The chemical universe is immense. Have you ever thought that you can deal with virtual compounds as if they are from stock and benefit from low prices and assured quick delivery with minimum attrition? We can help you to escape from the availability bias and benefit from the huge diversity of drug-like compounds in your virtual screening campaigns and in search for hit analogues. Having 160 993 building blocks in stock, we are ready at any moment to assemble the final molecules on your request in just 1 synthesis step. We set no limitations on the number of compounds to synthesize and allow cherry-picking in the entire database counting over 600 million synthetically feasible compounds. This database is called REAL to underline that the compounds are readily accessible.

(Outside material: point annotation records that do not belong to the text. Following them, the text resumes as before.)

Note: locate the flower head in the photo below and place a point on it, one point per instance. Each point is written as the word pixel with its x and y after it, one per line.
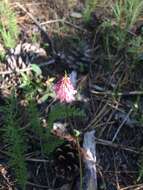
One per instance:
pixel 64 90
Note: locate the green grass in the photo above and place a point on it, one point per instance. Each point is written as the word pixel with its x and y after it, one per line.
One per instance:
pixel 15 139
pixel 90 6
pixel 8 25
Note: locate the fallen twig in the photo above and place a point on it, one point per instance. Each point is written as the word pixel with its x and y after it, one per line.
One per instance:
pixel 90 173
pixel 110 143
pixel 27 69
pixel 110 93
pixel 38 25
pixel 123 122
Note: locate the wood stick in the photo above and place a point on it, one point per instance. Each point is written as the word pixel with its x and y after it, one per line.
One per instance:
pixel 90 173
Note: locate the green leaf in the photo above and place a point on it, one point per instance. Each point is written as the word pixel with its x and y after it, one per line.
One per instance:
pixel 36 69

REAL Database, NEW Chemical Space

We only need 2-3 weeks to ship you a library of ca. 100 compounds. Synthesis success rate normally attains 85% and higher. This is achieved because of the usage of only available in stock building blocks. Moreover, each such reagent has been previously subjected to test reactions profiling its reactivity. Together with thorough validated chemical reactions and elaborated SOP’s these factors make REAL database a unique product that allows for going beyond what is available in stock in the search for new hit compounds. Ordering REAL compounds is the same as if you order compounds from stock.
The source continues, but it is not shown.